The first woman-on-woman physical fight in pursuit of wedding perfection happens about 25 minutes into Bride Wars. Anne Hathaway and Kate Hudson track down another soon-to-be-bride (Casey Wilson, who co-wrote the screenplay with June Diane Raphael, but more on that in a moment) and try to intimidate her into changing her wedding day. It becomes an all-out brawl, but it is not the only physical fight; near the climax of Bride Wars, Anne Hathaway tackles Kate Hudson during her actual ceremony, which leads to the two A-list actors of the time wrestling on the ground in wedding dresses. This was pretty much the entire marketing angle of Bride Wars. 

Bride Wars was a solid box office hit, grossing $115 million off a $30 million budget. It was successful enough to inspire a Chinese remake in 2015. Unsurprisingly, it was savaged by critics. It currently holds a sickly 11% on Rotten Tomatoes (the lowest of Chris Pratt’s filmography, except the bizarre anthology Movie 43, which doesn’t really qualify as an actual movie so much as a lifelong embarrassment for everyone involved). Reviewers noted the worn-out and highly misogynistic central concept, which asserts that women are so obsessed with weddings that they will destroy everything around them in pursuit of the perfect ceremony. That is also not subtext; a phone call between Steve Howey and Chris Pratt early in the movie is basically two bros saying “women are crazy, right?” back and forth. 

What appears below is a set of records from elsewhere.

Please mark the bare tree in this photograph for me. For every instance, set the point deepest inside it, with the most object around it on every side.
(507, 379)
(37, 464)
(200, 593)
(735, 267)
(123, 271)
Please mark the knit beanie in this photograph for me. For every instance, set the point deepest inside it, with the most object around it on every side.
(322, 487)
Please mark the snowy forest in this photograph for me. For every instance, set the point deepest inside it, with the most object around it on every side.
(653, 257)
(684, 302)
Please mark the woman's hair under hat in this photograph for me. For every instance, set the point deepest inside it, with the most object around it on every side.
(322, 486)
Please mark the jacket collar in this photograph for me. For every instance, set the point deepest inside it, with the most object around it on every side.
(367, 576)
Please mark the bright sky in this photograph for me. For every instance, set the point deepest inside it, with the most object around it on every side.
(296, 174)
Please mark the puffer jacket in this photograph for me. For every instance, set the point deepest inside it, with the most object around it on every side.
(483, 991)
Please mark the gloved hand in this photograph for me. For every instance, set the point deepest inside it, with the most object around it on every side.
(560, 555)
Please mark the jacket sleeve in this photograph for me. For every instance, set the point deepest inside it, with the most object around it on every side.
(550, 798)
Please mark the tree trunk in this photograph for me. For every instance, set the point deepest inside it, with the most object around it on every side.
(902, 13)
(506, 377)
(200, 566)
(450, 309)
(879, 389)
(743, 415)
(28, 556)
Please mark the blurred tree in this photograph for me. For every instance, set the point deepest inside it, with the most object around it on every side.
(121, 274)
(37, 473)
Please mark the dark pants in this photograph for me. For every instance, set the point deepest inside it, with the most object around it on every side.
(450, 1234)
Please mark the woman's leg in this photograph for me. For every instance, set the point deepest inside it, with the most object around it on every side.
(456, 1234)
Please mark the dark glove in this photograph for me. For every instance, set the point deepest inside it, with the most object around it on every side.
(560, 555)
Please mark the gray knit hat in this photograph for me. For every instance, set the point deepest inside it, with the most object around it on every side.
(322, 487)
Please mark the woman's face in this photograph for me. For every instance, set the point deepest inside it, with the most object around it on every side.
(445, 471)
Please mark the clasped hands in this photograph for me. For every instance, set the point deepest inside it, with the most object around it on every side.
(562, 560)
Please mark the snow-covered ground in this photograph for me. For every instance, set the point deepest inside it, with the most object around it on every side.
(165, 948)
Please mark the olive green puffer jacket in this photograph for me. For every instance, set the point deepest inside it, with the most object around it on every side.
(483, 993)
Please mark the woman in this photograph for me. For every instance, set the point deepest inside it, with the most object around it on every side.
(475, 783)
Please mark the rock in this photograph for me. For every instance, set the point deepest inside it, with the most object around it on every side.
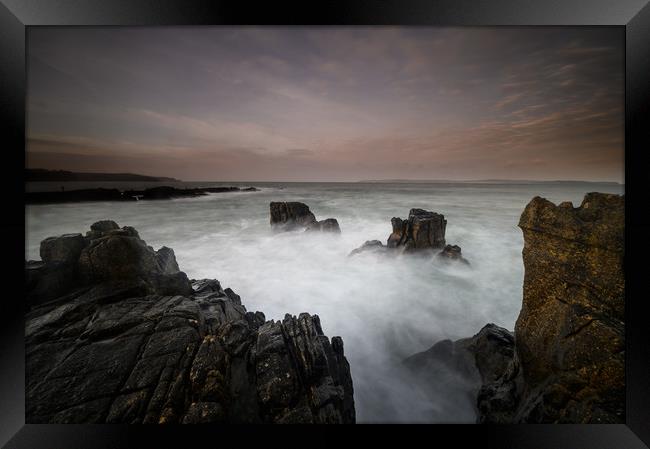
(571, 328)
(65, 248)
(369, 246)
(101, 194)
(291, 215)
(327, 225)
(566, 364)
(569, 363)
(452, 252)
(422, 230)
(459, 368)
(104, 226)
(109, 351)
(167, 260)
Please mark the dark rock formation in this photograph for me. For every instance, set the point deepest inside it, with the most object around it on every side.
(294, 215)
(460, 367)
(374, 246)
(101, 194)
(452, 252)
(291, 215)
(106, 253)
(422, 230)
(570, 359)
(123, 340)
(327, 225)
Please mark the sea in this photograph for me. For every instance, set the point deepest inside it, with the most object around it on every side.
(384, 308)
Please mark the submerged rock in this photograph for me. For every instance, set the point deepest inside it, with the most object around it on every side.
(127, 338)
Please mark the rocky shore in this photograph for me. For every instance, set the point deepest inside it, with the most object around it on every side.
(565, 362)
(102, 194)
(115, 333)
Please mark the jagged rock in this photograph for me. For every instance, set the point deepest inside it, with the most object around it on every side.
(452, 252)
(108, 351)
(422, 230)
(167, 260)
(65, 248)
(327, 225)
(369, 246)
(570, 361)
(290, 215)
(460, 367)
(295, 215)
(114, 253)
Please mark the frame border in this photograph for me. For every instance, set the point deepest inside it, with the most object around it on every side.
(632, 15)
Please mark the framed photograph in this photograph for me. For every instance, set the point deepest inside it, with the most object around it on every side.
(374, 214)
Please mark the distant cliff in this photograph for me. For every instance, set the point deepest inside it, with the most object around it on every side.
(115, 333)
(42, 175)
(566, 360)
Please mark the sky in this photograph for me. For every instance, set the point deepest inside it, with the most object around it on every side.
(328, 103)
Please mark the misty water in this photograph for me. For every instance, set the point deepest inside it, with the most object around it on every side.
(385, 309)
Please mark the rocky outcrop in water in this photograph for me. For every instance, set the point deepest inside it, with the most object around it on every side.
(288, 216)
(327, 225)
(422, 230)
(102, 194)
(125, 337)
(457, 369)
(452, 252)
(568, 359)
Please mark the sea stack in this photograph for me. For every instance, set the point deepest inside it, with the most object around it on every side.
(570, 334)
(566, 360)
(288, 216)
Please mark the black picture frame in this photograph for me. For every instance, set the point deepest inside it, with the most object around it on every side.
(633, 15)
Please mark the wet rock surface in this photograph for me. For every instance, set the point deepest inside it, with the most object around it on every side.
(289, 216)
(327, 225)
(566, 364)
(286, 216)
(421, 230)
(457, 369)
(127, 338)
(570, 353)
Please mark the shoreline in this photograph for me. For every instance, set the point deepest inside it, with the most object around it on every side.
(114, 194)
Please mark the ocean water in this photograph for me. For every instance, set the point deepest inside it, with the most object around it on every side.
(385, 309)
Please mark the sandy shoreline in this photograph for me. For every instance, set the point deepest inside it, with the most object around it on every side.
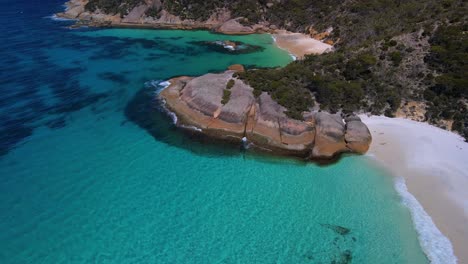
(434, 164)
(299, 44)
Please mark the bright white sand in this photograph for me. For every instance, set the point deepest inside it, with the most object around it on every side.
(300, 44)
(434, 164)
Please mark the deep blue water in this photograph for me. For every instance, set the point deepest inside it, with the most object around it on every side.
(92, 172)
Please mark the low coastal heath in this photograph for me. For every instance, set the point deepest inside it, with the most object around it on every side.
(433, 163)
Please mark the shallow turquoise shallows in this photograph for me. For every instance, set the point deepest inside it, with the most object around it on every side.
(90, 186)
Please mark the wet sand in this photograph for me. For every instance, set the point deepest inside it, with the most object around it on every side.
(434, 164)
(300, 44)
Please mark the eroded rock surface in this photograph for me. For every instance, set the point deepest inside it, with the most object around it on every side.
(198, 103)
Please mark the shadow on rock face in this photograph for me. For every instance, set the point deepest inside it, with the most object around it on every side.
(146, 111)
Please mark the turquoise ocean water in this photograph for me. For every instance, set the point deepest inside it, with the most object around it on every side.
(83, 179)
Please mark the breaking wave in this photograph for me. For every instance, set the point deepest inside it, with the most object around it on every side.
(435, 245)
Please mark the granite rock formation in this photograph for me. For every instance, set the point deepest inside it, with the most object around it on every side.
(261, 121)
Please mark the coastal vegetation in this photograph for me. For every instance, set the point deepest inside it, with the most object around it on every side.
(121, 7)
(387, 53)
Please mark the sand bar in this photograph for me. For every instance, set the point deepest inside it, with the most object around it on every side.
(434, 165)
(300, 44)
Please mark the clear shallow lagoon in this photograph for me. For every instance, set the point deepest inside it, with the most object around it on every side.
(80, 183)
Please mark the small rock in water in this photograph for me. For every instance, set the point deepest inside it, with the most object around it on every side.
(338, 229)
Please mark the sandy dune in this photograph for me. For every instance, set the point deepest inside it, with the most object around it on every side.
(300, 44)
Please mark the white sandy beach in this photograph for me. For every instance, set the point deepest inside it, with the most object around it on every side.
(299, 44)
(434, 164)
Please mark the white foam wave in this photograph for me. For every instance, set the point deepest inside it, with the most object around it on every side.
(57, 18)
(192, 128)
(435, 245)
(290, 54)
(172, 115)
(158, 85)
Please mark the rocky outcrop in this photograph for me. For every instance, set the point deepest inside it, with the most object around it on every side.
(220, 21)
(197, 103)
(233, 26)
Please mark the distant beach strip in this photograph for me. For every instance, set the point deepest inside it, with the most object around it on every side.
(433, 167)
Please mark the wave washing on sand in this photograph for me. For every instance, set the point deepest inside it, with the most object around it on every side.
(435, 245)
(57, 18)
(432, 164)
(290, 54)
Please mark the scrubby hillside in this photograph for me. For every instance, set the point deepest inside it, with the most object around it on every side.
(392, 57)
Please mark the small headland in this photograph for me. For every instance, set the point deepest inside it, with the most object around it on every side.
(223, 106)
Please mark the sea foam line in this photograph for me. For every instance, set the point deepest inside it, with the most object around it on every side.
(57, 18)
(290, 54)
(435, 245)
(159, 86)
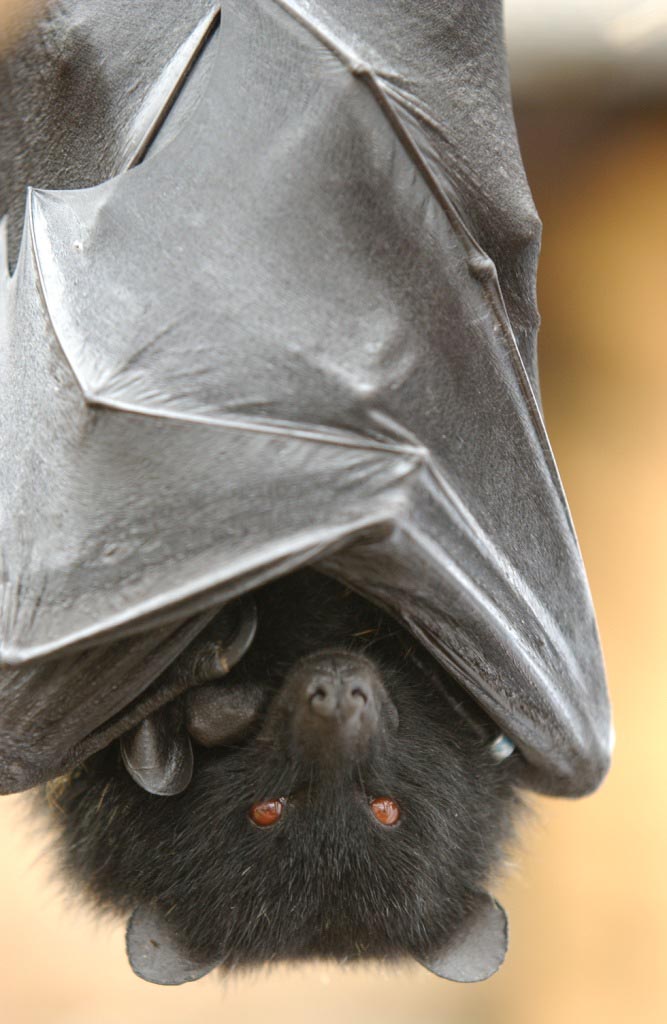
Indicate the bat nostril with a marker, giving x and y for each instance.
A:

Bride Wars makes a great deal more sense when one realizes it was originally written by Greg DePaul, the scribe behind 2001’s Saving Silverman; that movie is entirely built around the idea that marriage is terrible and Jason Biggs needs to be physically rescued from it by Jack Black and Steve Zahn, plus Neil Diamond is there too. Comedians/real-life best friends Casey Wilson and June Diane Raphael rewrote the script and clearly attempted to inject some satire and dark comedy into it, but there is no escaping the inanity of the actual plot. Fortunately for him, Chris Pratt would join Parks & Recreation the same year Bride Wars was released, which shot him to stardom as a whole different kind of jerk, until his character was retooled as a nice guy. In retrospect, Chris Pratt dodged this particular bullet of jerk typecasting just to get hit by a future one as a jerk of an action star.